Shares in multifamily real estate investment trusts (REITs) have taken a beating of late. Through Oct. 23, apartment REIT shares plunged by 11.9% due in large part to the subprime lending meltdown in the residential sector that scared many investors away from any housing-related stocks. By comparison, the FTSE NAREIT Equity REIT Index covering all the major property sectors posted a 4.40% decline during the same period.

That's bad news, to be sure, but many analysts are confident that apartment REITs will outperform the broader market in 2008.

“Anything that has a residential flavor to it seems to be getting dragged down by all of the bad news,” says Keven Lindemann, director of real estate at SNL Financial, a financial research firm based in Charlottesville, Va. “But if you read what the analysts are writing, they are projecting that these apartment companies will do just fine next year.”

Poised to rebound

Apartment fundamentals remain healthy despite the dip in total returns. The national vacancy rate declined by 20 basis points to 5.6% in the third quarter, reports Manhattan-based real estate research firm Reis Inc. New supply has also been handily absorbed.

While 24,000 new units were completed during the third quarter, net absorption of roughly 43,000 units easily outpaced completions. Reis also reports that landlords boosted effective rents by 1.4% to $964 per unit during the third quarter.

According to Lindemann, analysts project growth in median funds from operations (FFO) among apartment REITs to grow 5.7% in 2008 vs. 4.7% for all REITs. In addition, Lindemann also expects apartment REITs to benefit from strong fundamentals in the year ahead.

Historically, Lindemann says, any bearish outlook of the apartment market stems from deteriorating fundamentals. “But that's not what we're seeing in the market,” he says. Issues such as new supply and the increasing number of condominium reversions are “marginal problems.”

Condo reversion factor

According to Real Capital Analytics, some 8,124 condo units were converted to rental units during the first nine months of 2007, up from just 3,380 units during the same period last year. Real Capital Analytics tracks commercial real estate property sales $2.5 million and higher.

This so-called “shadow market” can be a headache for apartment REITs because the additional units compete for the same tenants. According to Lindemann, waves of condo reversion activity won't hurt every apartment REIT.

But reversions could still be a headache for some large apartment owners. One such company is Denver-based United Dominion Realty Trust (NYSE: UDR). With roughly 70,129 mostly Class-B apartment units scattered across the nation, United Dominion has a major stake in both the California and Florida apartment markets.

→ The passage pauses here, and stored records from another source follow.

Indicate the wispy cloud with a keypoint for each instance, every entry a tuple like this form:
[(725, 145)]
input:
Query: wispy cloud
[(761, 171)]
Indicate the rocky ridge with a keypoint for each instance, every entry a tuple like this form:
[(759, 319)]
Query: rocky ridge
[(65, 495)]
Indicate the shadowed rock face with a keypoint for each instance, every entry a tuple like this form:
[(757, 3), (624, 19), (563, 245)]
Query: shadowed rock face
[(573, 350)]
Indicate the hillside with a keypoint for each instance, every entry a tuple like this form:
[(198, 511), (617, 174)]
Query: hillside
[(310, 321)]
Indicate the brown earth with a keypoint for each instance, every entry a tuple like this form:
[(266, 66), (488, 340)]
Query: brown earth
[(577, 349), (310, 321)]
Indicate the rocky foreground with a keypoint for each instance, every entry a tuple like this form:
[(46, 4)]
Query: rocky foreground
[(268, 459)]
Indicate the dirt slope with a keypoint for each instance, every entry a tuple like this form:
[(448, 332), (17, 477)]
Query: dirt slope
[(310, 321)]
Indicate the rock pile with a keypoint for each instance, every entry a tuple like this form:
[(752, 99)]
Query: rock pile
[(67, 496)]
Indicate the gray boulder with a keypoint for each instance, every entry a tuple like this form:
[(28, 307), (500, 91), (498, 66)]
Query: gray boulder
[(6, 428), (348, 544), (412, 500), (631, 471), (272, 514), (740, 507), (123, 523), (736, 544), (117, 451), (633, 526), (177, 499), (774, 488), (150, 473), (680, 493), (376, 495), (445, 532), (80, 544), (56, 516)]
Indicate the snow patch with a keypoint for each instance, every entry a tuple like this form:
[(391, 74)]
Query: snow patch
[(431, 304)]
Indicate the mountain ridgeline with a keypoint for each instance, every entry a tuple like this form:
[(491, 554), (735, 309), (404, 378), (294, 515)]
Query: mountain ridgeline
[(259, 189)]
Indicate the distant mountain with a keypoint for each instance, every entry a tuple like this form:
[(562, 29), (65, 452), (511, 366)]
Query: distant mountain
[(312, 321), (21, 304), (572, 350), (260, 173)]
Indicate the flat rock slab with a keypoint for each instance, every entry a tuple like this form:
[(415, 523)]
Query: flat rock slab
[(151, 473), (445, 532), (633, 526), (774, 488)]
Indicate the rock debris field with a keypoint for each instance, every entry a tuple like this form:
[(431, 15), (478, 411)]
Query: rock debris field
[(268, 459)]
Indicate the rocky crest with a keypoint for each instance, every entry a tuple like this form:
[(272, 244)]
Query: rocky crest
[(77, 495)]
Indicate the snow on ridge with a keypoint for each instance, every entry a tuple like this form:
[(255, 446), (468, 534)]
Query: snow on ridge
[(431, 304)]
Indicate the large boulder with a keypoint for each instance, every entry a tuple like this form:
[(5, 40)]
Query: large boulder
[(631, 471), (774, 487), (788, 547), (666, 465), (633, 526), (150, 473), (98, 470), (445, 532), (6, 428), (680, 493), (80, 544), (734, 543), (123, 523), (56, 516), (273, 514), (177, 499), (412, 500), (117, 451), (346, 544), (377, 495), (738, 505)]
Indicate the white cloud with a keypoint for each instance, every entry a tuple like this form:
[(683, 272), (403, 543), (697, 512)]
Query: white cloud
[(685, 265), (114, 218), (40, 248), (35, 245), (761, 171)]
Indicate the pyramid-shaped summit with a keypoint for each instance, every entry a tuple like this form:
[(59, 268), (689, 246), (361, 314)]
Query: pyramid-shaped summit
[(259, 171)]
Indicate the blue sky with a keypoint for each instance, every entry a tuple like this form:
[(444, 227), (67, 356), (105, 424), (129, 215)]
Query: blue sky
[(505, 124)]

Roughly 47% of the REIT's net operating income was derived from these two markets during the first half of 2007. What's more, data from Real Capital Analytics shows that 69% of all condo reversions during that period occurred in the formerly hot California and Florida markets.

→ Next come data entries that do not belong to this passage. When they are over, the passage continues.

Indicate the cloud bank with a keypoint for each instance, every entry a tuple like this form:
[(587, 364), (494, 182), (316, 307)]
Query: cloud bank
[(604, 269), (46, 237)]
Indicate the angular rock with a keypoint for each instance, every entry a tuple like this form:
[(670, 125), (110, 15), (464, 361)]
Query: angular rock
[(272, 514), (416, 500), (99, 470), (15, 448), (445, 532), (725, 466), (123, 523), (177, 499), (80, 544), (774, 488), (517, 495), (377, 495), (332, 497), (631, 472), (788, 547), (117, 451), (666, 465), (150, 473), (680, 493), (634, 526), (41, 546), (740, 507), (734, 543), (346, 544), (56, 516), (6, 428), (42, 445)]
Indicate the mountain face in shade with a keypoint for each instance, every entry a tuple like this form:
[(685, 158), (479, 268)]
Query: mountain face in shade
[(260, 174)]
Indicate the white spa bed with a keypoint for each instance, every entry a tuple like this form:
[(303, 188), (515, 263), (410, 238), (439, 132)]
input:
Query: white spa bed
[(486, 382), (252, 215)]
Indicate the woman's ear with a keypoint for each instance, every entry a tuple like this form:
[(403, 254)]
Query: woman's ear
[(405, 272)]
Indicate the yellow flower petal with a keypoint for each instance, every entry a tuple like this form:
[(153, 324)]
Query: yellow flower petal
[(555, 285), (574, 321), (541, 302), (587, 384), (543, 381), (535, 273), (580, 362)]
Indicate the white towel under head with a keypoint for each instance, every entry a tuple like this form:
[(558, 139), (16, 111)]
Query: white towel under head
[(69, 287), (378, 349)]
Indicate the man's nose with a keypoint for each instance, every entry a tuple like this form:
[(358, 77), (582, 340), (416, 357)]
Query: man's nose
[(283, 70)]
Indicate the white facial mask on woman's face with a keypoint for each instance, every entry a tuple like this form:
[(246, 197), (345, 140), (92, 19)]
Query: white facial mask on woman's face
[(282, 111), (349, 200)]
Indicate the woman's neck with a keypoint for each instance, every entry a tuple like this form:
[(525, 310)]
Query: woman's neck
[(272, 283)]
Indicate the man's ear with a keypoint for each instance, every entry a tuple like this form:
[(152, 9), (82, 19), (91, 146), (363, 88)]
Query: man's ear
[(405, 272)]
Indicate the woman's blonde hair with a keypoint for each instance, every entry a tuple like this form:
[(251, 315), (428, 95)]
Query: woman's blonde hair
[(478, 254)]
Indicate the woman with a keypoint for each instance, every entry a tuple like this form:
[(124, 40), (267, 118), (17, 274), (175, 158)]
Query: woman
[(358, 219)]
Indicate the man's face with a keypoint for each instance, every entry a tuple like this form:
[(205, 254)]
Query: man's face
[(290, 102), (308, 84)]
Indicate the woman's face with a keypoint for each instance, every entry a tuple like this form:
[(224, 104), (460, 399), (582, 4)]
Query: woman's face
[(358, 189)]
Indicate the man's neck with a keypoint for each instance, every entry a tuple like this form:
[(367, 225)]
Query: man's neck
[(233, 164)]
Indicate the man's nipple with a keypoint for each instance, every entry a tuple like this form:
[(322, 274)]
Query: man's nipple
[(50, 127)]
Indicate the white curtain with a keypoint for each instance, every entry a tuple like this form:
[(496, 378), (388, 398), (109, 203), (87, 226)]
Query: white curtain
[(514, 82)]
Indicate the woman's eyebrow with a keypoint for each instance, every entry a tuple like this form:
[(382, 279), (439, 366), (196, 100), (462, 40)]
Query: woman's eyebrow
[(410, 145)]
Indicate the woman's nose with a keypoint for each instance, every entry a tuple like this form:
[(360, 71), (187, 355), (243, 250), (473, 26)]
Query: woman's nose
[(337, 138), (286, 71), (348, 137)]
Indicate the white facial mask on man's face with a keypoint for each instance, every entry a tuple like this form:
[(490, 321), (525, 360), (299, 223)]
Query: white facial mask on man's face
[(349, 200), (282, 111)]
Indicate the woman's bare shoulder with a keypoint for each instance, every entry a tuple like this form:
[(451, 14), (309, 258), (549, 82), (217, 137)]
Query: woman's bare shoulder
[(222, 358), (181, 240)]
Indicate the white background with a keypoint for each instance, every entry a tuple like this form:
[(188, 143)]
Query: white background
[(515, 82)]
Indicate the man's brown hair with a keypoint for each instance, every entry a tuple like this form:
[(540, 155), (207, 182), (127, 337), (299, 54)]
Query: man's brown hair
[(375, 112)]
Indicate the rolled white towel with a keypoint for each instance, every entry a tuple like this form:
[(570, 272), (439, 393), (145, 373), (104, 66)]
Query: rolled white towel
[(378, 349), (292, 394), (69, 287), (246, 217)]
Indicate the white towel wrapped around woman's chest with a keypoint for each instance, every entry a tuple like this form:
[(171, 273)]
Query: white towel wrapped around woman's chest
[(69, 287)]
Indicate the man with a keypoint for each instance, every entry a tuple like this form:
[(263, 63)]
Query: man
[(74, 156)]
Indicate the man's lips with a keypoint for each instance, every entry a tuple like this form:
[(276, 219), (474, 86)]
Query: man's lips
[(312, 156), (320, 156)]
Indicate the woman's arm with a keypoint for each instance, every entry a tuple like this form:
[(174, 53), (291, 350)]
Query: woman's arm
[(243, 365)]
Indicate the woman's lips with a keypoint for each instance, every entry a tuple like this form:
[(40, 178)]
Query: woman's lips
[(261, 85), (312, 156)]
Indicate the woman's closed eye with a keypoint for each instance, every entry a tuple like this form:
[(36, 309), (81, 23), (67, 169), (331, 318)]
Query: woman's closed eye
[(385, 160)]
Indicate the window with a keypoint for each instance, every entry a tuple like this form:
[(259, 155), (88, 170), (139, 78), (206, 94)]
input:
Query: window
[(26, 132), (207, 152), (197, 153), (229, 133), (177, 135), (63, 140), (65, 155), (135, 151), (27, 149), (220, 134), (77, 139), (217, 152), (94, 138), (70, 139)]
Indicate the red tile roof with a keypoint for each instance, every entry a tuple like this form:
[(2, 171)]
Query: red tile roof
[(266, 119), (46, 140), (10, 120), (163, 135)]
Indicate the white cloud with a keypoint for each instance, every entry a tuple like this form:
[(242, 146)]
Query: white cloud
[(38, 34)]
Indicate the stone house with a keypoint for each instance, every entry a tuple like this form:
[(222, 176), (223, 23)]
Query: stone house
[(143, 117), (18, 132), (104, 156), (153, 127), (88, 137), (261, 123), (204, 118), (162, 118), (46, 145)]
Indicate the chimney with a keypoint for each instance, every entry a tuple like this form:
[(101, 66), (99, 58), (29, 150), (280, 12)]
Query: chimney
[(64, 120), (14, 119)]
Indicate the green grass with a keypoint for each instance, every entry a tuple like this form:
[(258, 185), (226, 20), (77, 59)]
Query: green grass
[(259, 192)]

Another potential threat could come from strapped homeowners looking for rental income. Goldman Sachs REIT analyst Jonathan Habermann wrote in a late September research note that increased condo reversions could measurably affect United Dominion.

“Our concerns of a growing shadow market of homes competing with rentals in the company's low-barrier markets could result in slower earnings growth,” noted Habermann, who held a neutral opinion on the REIT as of mid-October. A spokesman for United Dominion declined to comment for this article.

Citigroup REIT analyst Jonathan Litt expects that the weak condominium market will continue to be a thorn in the side of many apartment REITs over the next few quarters.

“Headwinds should continue to weigh on the [apartment REITs], driven by economic uncertainty and an increase in supply from vacant single-family homes and condos being rented out,” wrote Litt in his Oct. 3 research note.

Decisions made by the Federal Reserve also will play a key role in how the apartment market performs in 2008. Lindemann of SNL notes that the apartment sector is “extremely” sensitive to interest rates because lower borrowing costs fuel home sales. “If interest rates continue to get cut, then plenty of apartment market watchers will view that as a bearish signal,” Lindemann says, “because that could ultimately hurt demand for apartment units.”